Client: Bigger Bang
In 2017 I worked as a 3D generalist for film and television production company Bigger Bang on a small project for their client, Shell.
The project was to create a short animation that would be used internally at Shell to show the process of decommissioning oil rigs in the Brent Oil Field, owned by Shell. Initially, the goal was to also include the Pioneering Spirit, a boat specifically built to carry oil rig platforms, but eventually, this was reduced to just showing the oil rig, a comparison of the oil rig's size compared to landmarks and the basics of how the top of the oil rig platform detaches from the base.
My role was to work directly with director, David Hatter, to take existing assets, model new ones and animate and render them to create a blueprint-style animation. The animation was completed in Blender 3D.
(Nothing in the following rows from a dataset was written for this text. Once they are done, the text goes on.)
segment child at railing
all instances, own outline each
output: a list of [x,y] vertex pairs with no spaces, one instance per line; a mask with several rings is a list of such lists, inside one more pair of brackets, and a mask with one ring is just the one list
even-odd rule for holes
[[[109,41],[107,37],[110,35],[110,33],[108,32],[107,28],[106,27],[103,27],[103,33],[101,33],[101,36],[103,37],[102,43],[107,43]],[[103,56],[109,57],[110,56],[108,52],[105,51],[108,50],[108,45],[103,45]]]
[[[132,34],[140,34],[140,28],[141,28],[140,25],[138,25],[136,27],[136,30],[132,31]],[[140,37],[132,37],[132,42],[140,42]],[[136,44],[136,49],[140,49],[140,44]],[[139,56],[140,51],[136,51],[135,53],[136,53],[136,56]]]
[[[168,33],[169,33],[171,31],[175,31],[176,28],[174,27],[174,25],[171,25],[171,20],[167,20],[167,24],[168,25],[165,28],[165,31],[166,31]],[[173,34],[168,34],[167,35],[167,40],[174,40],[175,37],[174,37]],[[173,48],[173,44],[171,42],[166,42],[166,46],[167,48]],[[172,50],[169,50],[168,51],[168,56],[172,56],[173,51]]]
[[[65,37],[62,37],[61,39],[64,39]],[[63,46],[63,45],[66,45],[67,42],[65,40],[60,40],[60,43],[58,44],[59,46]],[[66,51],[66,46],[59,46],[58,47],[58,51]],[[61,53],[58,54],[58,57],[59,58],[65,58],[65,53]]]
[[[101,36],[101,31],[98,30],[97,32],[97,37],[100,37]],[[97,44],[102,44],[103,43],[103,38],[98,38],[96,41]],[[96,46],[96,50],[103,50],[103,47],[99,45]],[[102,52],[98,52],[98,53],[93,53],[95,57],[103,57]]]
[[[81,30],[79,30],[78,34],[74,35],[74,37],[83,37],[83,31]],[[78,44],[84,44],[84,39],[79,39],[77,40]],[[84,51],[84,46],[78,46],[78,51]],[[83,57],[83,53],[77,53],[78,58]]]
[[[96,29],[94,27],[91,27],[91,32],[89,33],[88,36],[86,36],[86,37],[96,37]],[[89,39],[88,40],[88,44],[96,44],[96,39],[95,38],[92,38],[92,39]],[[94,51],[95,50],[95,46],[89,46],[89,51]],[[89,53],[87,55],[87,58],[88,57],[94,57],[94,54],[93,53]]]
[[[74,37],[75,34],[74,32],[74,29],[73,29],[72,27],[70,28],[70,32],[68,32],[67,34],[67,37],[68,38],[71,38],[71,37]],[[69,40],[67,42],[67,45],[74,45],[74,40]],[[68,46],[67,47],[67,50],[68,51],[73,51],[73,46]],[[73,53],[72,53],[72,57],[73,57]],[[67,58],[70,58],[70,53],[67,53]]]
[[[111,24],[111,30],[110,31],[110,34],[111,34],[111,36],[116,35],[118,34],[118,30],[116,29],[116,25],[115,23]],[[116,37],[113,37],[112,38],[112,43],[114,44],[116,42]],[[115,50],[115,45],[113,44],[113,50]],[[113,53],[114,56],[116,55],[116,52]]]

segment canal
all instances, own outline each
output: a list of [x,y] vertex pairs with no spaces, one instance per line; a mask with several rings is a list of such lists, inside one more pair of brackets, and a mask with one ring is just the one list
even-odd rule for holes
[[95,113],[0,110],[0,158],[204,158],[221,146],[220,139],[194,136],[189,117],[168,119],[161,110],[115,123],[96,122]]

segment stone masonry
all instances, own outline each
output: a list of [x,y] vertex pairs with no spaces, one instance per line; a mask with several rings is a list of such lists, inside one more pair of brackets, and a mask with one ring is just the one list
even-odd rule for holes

I was initially provided with an existing oil rig asset, but I knew such a high resolution model would be both difficult to manage and would probably not work well with the methods I was intending to use to get the blueprint look. Below is a test render that I sent to the director to explain this. Upon seeing this he gave me the go-ahead to spend time heavily reducing the complexity of the model, which resulted in practically all pieces of the oil rig being remodelled with simpler geometry.
Below is the finalised look for the blueprint, using the remodelled oil rig. Created in Blender 3D, this combined the Blender Internal render engine's wireframe shader for the main geometry detail, Freestyle for the thicker outlines and Cycles for the diffuse shading.
Despite having the intention to wholly use the Cycles rendering engine for this, combined with Freestyle for the line rendering, even with simplified geometry the render time was too costly to use Freestyle for everything. Instead, Blender's 'Blender Render' engine (Blender Internal) was used for the bulk of the line work and Freestyle was reduced to only doing the outlines of geometry, something that Blender Internal couldn't do and Freestyle could do without extending render times too much. Several render passes from the two render engines and Freestyle were then combined in Blender's compositor to create the finished effect.
The first stage of the animation shows a transition between some existing footage of an oil rig and the digital oil rig. The digital oil rig only had to be representative of the real oil rig, so the transition isn't exact.
The second stage of the animation was to show the oil rig to scale next to some famous landmarks. I reused the Empire State Building from another project I had done for Bigger Bang and modeled The Eiffel Tower.